Bhakti-yoga is the process by which we come to love Krishna. In verse seventeen of this chapter Krishna says, “He who is regulated in his habits of eating, sleeping, recreation, and work can mitigate all material pains by prac- ticing the yoga system.” Srila Prabhupada writes, “Extravagance in the matter of eating, sleeping, defending, and mating—which are demands of the body—can block advancement in the practice of yoga. As far as eating is concerned, it can be regulated only when one is practiced to take and accept prasadam, sanctified food.” We eat vegetarian food, but we are not vegetarians. We’re “Krishnatarians.” Rabbits are vegetarian, elephants are vegetarian. So what? Krishna says, “If all you can offer is a leaf, flower, or fruit, offer it with love. And take the remnants, the prasadam. What I want is your devotion.”
Not only is vegetarian Indian cuisine delectable, but there’s just something about Krishna prasadam that is indescribably delicious. I may get distracted by thoughts of illicit sex, intoxication (hardly but maybe), gambling (we speculate sometimes). But meat- eating—forget it. I never even think of it. Because we have literally developed a higher taste for Krishna- prasadam. We regulate our activities by taking Krishna prasadam.
As for sleeping, any unnecessary time spent sleeping is considered a great loss. A devotee uses every moment of the day to pursue his goal. None of us here has any contract that guarantees we have a hundred years to live. We could be gone very quickly. We don’t know. So it’s important to be serious in spiritual life. A Krishna conscious person cannot bear to pass a minute of life without being engaged in service to the Lord. Therefore, sleeping is kept to a minimum. The Gosvamis of Vrindavana ate, slept, bathed—everything—within half an hour or an hour. They were that engrossed in spiritual life. We may never reach that stage, but we can find a level of service that fulfills us every day of the year. During our sleep we’ll have nice dreams of Krishna and His devotees, and we’ll rise and begin our service and our hearts will be bright.
Because the Krishna conscious person is regulated in his work, speech, sleep, wakefulness, and other bodily activities, he or she experiences no misery.
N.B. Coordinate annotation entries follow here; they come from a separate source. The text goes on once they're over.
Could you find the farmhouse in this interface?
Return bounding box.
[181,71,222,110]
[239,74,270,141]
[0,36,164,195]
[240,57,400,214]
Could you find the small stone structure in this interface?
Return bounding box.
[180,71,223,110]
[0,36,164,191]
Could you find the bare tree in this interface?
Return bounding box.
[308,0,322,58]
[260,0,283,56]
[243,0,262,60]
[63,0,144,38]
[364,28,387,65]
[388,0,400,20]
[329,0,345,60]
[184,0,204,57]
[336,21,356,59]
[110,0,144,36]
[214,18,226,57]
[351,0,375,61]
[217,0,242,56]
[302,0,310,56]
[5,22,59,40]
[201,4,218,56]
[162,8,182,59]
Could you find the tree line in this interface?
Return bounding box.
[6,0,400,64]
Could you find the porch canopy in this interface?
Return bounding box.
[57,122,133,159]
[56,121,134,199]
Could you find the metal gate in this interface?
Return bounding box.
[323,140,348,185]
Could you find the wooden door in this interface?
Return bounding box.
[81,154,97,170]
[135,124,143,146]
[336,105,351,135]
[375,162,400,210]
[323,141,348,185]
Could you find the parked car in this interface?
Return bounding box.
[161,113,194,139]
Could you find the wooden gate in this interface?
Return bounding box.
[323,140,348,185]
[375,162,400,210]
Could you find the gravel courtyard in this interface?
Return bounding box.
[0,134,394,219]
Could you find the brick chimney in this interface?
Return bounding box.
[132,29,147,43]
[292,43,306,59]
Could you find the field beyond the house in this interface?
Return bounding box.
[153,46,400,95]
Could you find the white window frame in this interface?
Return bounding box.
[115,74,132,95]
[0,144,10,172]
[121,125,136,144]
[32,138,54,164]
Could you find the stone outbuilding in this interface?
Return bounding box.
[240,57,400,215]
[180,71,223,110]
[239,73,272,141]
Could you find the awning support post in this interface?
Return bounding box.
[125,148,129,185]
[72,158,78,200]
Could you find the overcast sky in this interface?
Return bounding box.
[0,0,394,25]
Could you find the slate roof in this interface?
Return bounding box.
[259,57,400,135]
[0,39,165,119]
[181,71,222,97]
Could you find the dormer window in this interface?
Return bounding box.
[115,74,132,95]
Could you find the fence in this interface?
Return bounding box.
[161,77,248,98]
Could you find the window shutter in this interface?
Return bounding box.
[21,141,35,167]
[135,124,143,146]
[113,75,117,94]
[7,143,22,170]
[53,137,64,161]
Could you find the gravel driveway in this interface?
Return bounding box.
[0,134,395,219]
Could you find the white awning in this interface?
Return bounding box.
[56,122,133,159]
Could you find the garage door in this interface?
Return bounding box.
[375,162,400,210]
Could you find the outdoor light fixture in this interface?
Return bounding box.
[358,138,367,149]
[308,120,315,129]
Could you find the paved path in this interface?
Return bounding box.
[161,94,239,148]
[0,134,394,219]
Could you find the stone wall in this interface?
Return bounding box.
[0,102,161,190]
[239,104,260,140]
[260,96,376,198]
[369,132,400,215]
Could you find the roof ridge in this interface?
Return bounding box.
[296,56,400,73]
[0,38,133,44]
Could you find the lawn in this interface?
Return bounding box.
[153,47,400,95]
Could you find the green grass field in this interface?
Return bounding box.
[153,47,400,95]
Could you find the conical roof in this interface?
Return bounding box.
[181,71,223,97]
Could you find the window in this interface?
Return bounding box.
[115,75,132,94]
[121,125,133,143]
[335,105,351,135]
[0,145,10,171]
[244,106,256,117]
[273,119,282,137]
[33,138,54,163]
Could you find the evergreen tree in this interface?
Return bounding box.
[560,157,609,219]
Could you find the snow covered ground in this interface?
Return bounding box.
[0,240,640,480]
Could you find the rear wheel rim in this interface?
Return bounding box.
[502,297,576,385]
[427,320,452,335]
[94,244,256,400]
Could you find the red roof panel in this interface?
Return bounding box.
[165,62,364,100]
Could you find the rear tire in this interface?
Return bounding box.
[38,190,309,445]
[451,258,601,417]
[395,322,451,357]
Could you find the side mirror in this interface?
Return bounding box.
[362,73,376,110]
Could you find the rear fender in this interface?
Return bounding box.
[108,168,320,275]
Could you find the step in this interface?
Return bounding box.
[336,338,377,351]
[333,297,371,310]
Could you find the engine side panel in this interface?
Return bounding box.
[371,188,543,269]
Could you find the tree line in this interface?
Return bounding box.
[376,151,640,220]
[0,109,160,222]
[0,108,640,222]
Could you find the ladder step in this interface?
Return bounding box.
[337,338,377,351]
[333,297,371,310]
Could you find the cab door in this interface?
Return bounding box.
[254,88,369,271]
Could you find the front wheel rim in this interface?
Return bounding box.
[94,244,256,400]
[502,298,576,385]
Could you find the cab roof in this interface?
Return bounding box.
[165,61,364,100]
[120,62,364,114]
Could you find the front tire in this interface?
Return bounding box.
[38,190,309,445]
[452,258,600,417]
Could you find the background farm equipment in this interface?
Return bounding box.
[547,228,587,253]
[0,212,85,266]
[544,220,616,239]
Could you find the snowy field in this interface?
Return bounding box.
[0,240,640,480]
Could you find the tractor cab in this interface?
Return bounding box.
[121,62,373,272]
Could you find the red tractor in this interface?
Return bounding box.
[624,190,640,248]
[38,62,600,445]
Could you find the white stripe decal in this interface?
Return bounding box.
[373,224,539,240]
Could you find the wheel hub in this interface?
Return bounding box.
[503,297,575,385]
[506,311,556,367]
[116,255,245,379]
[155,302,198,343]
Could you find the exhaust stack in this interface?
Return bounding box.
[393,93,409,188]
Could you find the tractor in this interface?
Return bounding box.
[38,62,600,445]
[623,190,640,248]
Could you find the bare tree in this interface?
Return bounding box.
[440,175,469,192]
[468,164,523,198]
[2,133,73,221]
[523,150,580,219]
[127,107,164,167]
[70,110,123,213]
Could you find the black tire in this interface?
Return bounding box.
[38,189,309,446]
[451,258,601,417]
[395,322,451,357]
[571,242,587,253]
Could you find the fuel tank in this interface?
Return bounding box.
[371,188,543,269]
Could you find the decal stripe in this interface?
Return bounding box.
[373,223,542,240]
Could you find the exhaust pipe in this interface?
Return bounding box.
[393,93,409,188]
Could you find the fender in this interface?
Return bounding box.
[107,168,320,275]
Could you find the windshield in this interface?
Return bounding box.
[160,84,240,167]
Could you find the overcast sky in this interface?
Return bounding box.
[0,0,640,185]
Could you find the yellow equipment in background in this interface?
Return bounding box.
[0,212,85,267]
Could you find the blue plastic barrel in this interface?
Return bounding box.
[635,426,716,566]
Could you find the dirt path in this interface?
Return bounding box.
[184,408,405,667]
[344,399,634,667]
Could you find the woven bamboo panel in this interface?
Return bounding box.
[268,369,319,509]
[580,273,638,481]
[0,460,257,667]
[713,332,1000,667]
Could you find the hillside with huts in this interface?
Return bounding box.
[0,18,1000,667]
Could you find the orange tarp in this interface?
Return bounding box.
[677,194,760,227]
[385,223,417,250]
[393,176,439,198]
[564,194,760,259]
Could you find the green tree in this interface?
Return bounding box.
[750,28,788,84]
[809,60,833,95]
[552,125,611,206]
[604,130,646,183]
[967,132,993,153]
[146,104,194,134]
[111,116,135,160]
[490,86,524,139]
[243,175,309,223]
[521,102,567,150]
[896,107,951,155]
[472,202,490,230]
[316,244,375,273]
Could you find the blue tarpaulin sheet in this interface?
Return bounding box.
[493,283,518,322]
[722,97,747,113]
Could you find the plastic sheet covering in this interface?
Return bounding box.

This is practical. If someone undergoes some sort of stress, a friend might say, “Just take your mind off it; get engrossed in your work.” People do that as a kind of therapy. Here the Gita recommends we go on permanent therapy. Work for Krishna. You’ll get so absorbed that you won’t fear even death. Steadiness comes from being constantly engaged in serving guru and Krishna. In the spiritual world the gopis compete to serve Krishna. There is so much work to do for Krishna that you can be totally carried away. Love is both a verb and a noun. To feel perfect satisfaction, you have to practice loving Krishna. You have to serve Him.